Tuesday, July 10, 2018

Captain Pamphile

Captain Pamphile – Alexandre Dumas; tr. Andrew Brown, 1843911345

This is a novella by the author of The Three Musketeers. I read the first couple hundred pages of The Count of Monte Cristo about 40 years ago (I can’t believe it either), so reading about the adventures of the ruthless Captain Pamphile reminded me that Dumas had a high degree of vitality and imagination. As a storyteller, a master of animated narration, Dumas is hard to match. Also, like the colors and visuals in say, SpongeBob Squarepants, Dumas’ word paintings in its settings were so vibrant, so tangible, that I can forgive improbabilities and allusions I’ll never understand.

Captain Pamphile, a Provençal sea captain, captures wild animals to sell to Parisians for their menageries of curious creatures. He takes the role of a beast to his crew and a ferocious predator to the animals in order to serve a market of idle fashionistas. In The Unbearable Lightness of Being, Milan Kundera said "Humanity's true moral test, its fundamental test, consists of its attitude towards those who are at its mercy: animals." Dumas lets the narration of events make his point that cruelty, especially toward the vulnerable, is a noxious mix of greed, egotism, and willful stupidity.

Darkly funny episodes reek of the rough and tumble humor of late 18th and early 19th century. Coarse incidents will strike us modern readers as harsh, making us recall that the past really is a different country, with a different language and mores. But the violence also impressed me like an American tall tale, so improbable that it is impossible to get upset. It would be like getting outraged over Roadrunner blowing up Wile E. Coyote yet again.
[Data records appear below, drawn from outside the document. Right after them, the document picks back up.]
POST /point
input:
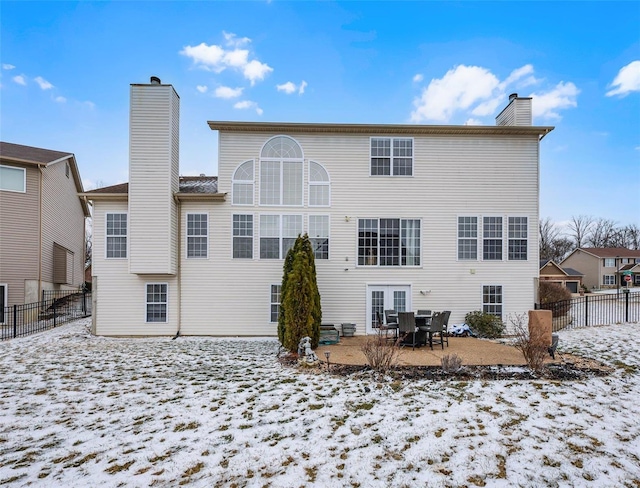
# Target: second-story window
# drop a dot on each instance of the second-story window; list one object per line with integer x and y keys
{"x": 391, "y": 156}
{"x": 197, "y": 235}
{"x": 281, "y": 172}
{"x": 116, "y": 235}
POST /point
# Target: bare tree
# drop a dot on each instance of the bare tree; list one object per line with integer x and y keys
{"x": 604, "y": 233}
{"x": 580, "y": 229}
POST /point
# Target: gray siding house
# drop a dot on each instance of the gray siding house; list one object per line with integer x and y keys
{"x": 401, "y": 216}
{"x": 42, "y": 223}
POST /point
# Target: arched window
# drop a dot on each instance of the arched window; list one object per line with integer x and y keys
{"x": 281, "y": 172}
{"x": 319, "y": 186}
{"x": 242, "y": 184}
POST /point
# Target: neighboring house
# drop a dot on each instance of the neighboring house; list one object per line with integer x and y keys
{"x": 401, "y": 216}
{"x": 42, "y": 222}
{"x": 602, "y": 266}
{"x": 568, "y": 277}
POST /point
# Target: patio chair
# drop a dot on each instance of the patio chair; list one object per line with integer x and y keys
{"x": 445, "y": 326}
{"x": 407, "y": 329}
{"x": 437, "y": 327}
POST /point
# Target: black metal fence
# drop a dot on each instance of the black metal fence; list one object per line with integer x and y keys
{"x": 594, "y": 309}
{"x": 23, "y": 320}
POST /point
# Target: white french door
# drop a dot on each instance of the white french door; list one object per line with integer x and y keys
{"x": 386, "y": 297}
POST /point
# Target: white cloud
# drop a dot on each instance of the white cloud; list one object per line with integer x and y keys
{"x": 42, "y": 83}
{"x": 562, "y": 96}
{"x": 228, "y": 92}
{"x": 217, "y": 59}
{"x": 457, "y": 90}
{"x": 476, "y": 91}
{"x": 626, "y": 81}
{"x": 247, "y": 104}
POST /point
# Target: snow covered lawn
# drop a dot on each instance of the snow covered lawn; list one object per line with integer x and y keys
{"x": 77, "y": 410}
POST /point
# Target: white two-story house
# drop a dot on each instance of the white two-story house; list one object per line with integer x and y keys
{"x": 401, "y": 216}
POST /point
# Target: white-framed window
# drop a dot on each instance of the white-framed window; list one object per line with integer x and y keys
{"x": 518, "y": 240}
{"x": 197, "y": 235}
{"x": 468, "y": 238}
{"x": 492, "y": 238}
{"x": 389, "y": 242}
{"x": 116, "y": 235}
{"x": 391, "y": 156}
{"x": 275, "y": 303}
{"x": 242, "y": 184}
{"x": 278, "y": 234}
{"x": 319, "y": 235}
{"x": 492, "y": 299}
{"x": 242, "y": 236}
{"x": 13, "y": 179}
{"x": 157, "y": 300}
{"x": 319, "y": 186}
{"x": 281, "y": 172}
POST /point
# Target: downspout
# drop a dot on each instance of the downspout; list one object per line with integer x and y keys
{"x": 40, "y": 183}
{"x": 179, "y": 277}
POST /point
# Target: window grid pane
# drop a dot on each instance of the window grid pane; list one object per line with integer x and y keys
{"x": 492, "y": 233}
{"x": 389, "y": 242}
{"x": 368, "y": 242}
{"x": 116, "y": 237}
{"x": 156, "y": 302}
{"x": 243, "y": 236}
{"x": 492, "y": 300}
{"x": 319, "y": 235}
{"x": 197, "y": 235}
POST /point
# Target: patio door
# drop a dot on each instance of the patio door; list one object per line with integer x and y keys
{"x": 386, "y": 297}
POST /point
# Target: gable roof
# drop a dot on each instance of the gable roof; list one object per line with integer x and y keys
{"x": 609, "y": 252}
{"x": 405, "y": 129}
{"x": 37, "y": 156}
{"x": 190, "y": 188}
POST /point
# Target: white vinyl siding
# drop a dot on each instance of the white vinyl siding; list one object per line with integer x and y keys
{"x": 391, "y": 156}
{"x": 13, "y": 179}
{"x": 518, "y": 241}
{"x": 242, "y": 184}
{"x": 389, "y": 242}
{"x": 116, "y": 235}
{"x": 492, "y": 299}
{"x": 243, "y": 236}
{"x": 468, "y": 238}
{"x": 319, "y": 235}
{"x": 197, "y": 235}
{"x": 319, "y": 186}
{"x": 157, "y": 302}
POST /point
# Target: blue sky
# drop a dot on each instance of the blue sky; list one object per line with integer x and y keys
{"x": 67, "y": 67}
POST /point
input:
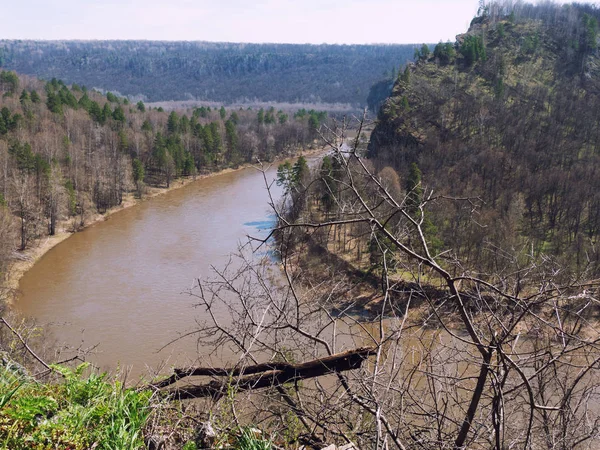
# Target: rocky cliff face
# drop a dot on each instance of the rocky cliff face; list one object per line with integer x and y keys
{"x": 505, "y": 114}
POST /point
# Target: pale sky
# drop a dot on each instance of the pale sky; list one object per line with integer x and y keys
{"x": 290, "y": 21}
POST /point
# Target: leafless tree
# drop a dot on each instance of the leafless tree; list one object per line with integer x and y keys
{"x": 463, "y": 359}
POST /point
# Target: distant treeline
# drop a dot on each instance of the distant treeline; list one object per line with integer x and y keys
{"x": 508, "y": 114}
{"x": 223, "y": 72}
{"x": 67, "y": 152}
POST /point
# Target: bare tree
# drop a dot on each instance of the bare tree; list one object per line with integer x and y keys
{"x": 463, "y": 358}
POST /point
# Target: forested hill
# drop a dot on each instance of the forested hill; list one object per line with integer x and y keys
{"x": 221, "y": 72}
{"x": 509, "y": 115}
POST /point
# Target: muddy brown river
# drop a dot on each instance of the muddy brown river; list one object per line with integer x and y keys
{"x": 121, "y": 284}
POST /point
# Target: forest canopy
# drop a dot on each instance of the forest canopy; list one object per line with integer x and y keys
{"x": 224, "y": 72}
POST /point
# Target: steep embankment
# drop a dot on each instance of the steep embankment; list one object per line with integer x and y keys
{"x": 506, "y": 115}
{"x": 68, "y": 154}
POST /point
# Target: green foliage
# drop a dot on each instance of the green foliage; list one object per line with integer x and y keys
{"x": 35, "y": 97}
{"x": 53, "y": 103}
{"x": 138, "y": 170}
{"x": 250, "y": 440}
{"x": 146, "y": 126}
{"x": 473, "y": 49}
{"x": 501, "y": 30}
{"x": 231, "y": 139}
{"x": 444, "y": 53}
{"x": 173, "y": 122}
{"x": 112, "y": 97}
{"x": 260, "y": 116}
{"x": 270, "y": 116}
{"x": 80, "y": 413}
{"x": 224, "y": 71}
{"x": 71, "y": 197}
{"x": 9, "y": 82}
{"x": 379, "y": 93}
{"x": 292, "y": 177}
{"x": 26, "y": 161}
{"x": 184, "y": 125}
{"x": 24, "y": 98}
{"x": 413, "y": 188}
{"x": 118, "y": 115}
{"x": 590, "y": 34}
{"x": 530, "y": 44}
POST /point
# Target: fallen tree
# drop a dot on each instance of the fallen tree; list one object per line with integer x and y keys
{"x": 260, "y": 376}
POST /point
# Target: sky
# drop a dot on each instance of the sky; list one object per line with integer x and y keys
{"x": 286, "y": 21}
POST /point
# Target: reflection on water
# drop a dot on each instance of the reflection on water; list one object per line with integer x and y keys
{"x": 122, "y": 283}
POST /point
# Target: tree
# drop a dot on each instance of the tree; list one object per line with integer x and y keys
{"x": 452, "y": 367}
{"x": 173, "y": 123}
{"x": 118, "y": 115}
{"x": 231, "y": 139}
{"x": 138, "y": 176}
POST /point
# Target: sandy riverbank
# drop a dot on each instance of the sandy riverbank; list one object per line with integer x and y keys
{"x": 26, "y": 260}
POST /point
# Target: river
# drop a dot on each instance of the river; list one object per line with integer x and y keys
{"x": 121, "y": 284}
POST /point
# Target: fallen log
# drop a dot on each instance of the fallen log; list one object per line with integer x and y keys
{"x": 262, "y": 375}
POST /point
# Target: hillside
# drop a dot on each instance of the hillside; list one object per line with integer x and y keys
{"x": 223, "y": 72}
{"x": 506, "y": 116}
{"x": 68, "y": 153}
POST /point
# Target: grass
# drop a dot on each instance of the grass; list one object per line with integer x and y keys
{"x": 79, "y": 413}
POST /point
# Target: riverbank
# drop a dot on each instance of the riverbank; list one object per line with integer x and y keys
{"x": 24, "y": 261}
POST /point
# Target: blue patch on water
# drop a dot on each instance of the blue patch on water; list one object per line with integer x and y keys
{"x": 261, "y": 225}
{"x": 264, "y": 227}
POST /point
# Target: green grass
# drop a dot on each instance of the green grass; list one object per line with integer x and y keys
{"x": 76, "y": 414}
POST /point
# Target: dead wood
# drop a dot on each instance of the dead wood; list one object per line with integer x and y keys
{"x": 261, "y": 375}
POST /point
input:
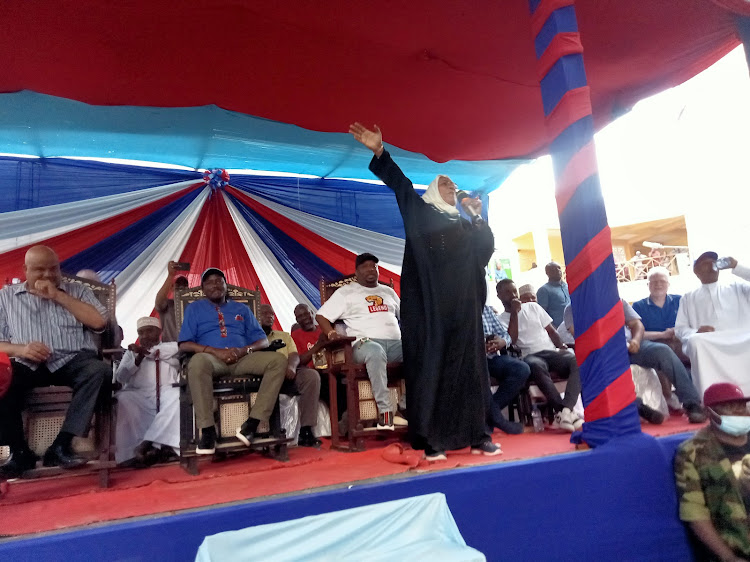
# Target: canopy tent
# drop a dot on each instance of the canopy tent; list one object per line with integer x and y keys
{"x": 450, "y": 80}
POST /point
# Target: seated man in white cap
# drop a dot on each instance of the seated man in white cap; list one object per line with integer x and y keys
{"x": 713, "y": 324}
{"x": 148, "y": 406}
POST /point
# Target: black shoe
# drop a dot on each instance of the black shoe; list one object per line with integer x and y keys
{"x": 207, "y": 443}
{"x": 695, "y": 413}
{"x": 507, "y": 426}
{"x": 649, "y": 414}
{"x": 246, "y": 433}
{"x": 307, "y": 439}
{"x": 64, "y": 457}
{"x": 19, "y": 462}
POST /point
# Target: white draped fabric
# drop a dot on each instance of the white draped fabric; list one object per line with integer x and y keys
{"x": 283, "y": 293}
{"x": 389, "y": 249}
{"x": 20, "y": 228}
{"x": 139, "y": 282}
Oxford World Classics and New York Review of Books reissue fairly well-known classics in beautiful editions with informative forwards and notes, but Hesperus Classics reissues minor works by great authors (like this one) or unjustly neglected works by forgotten authors. Reading in general but reading neglected fiction in particular appeals to the snob in me. I’ve read stories by Conan Doyle that don’t star Sherlock Holmes! And you haven’t! Nyah-nyah!